Categorization of News Articles
Bhavani1, Seema Nagaraj2
1 Student, Department of MCA, Bangalore Institute of Technology, Karnataka,
India bbjanganni@gmail.com
2 Assistant Professor, Department of MCA, Bangalore Institute of Technology, Karnataka,
India seemanagaraj@bit-bangalore.edu.in
ABSTRACT
In today’s digital world, online platforms generate an enormous amount of news content every day, covering a wide variety of subjects. To make this information more accessible and improve user experience, it is important to organize it efficiently. Relying on manual classification is slow and impractical, which highlights the need for smart systems that can handle this process automatically.
This project introduces a machine learning solution designed to categorize news articles into predefined groups such as Politics, Sports, Technology, Business, and Entertainment. By applying Natural Language Processing (NLP) techniques, the system prepares the raw text through steps like tokenization, stop word removal, stemming, and TF-IDF transformation, converting it into structured features suitable for analysis.

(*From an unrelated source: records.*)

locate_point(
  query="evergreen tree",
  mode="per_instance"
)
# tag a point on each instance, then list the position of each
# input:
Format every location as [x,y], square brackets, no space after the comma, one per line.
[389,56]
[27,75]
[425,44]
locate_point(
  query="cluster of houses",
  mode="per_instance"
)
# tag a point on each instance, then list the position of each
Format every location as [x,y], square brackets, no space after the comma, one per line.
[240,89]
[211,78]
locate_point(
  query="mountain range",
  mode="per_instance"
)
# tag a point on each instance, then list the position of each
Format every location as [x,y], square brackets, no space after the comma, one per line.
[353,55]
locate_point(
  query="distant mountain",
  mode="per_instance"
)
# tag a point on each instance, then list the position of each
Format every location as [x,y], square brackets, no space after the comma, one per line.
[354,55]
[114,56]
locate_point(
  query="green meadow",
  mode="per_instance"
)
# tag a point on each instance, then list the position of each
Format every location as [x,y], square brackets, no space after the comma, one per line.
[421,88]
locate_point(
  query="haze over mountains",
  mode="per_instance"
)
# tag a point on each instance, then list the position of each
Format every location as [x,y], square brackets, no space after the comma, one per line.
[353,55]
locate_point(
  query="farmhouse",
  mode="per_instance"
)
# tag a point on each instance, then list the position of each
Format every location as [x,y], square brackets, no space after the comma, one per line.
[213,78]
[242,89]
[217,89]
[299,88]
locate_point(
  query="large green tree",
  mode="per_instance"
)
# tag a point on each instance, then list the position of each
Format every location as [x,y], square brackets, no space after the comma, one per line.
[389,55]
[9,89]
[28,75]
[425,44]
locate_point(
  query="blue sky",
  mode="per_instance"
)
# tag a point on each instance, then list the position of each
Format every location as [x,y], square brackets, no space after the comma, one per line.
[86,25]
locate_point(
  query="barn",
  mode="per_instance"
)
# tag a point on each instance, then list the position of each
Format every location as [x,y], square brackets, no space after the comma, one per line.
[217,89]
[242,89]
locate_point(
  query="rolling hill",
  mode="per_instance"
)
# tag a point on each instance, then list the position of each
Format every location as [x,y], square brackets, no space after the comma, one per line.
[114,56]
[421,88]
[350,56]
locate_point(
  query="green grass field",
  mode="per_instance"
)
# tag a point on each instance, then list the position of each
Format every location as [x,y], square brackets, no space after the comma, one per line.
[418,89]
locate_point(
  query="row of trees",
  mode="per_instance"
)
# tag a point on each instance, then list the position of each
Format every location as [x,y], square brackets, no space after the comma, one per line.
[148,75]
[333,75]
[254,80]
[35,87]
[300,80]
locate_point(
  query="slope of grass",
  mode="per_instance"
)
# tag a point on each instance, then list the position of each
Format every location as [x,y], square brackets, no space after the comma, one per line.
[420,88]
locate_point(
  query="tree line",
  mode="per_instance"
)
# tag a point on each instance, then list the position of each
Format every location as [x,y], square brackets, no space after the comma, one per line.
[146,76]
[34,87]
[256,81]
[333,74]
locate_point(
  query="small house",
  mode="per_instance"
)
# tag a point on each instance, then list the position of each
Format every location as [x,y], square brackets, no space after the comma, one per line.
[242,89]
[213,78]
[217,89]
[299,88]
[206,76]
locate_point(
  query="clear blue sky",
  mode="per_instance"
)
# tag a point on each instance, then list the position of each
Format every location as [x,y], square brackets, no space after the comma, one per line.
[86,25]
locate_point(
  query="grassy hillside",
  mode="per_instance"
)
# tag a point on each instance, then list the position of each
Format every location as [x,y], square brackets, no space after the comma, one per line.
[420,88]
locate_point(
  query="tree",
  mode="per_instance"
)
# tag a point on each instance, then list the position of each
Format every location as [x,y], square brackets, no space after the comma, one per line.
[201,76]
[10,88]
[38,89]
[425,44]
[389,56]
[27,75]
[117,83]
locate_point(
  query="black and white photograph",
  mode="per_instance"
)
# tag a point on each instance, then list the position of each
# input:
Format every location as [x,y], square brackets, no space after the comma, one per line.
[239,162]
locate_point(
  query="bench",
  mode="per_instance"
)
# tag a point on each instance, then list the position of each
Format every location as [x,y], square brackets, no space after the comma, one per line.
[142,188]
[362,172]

The classification task is carried out using a Multinomial Naive Bayes model, chosen for its simplicity, speed, and proven accuracy in text-based applications. The model is trained on a labelled dataset and tested with performance metrics such as accuracy, precision, recall, and F1-score to ensure reliable outcomes.
Users can provide any piece of text from a news article, and the system will predict the most likely category it belongs to. Beyond automating the classification process, this project demonstrates how machine learning can be effectively applied to text analytics and media. The approach is scalable, adaptable to different domains, and can be expanded to include more categories or even other languages with minimal modifications.
Keywords: News categorization, Natural Language Processing (NLP), Text preprocessing, Naïve Bayes classifier, Machine learning, Classification accuracy, Scalable system.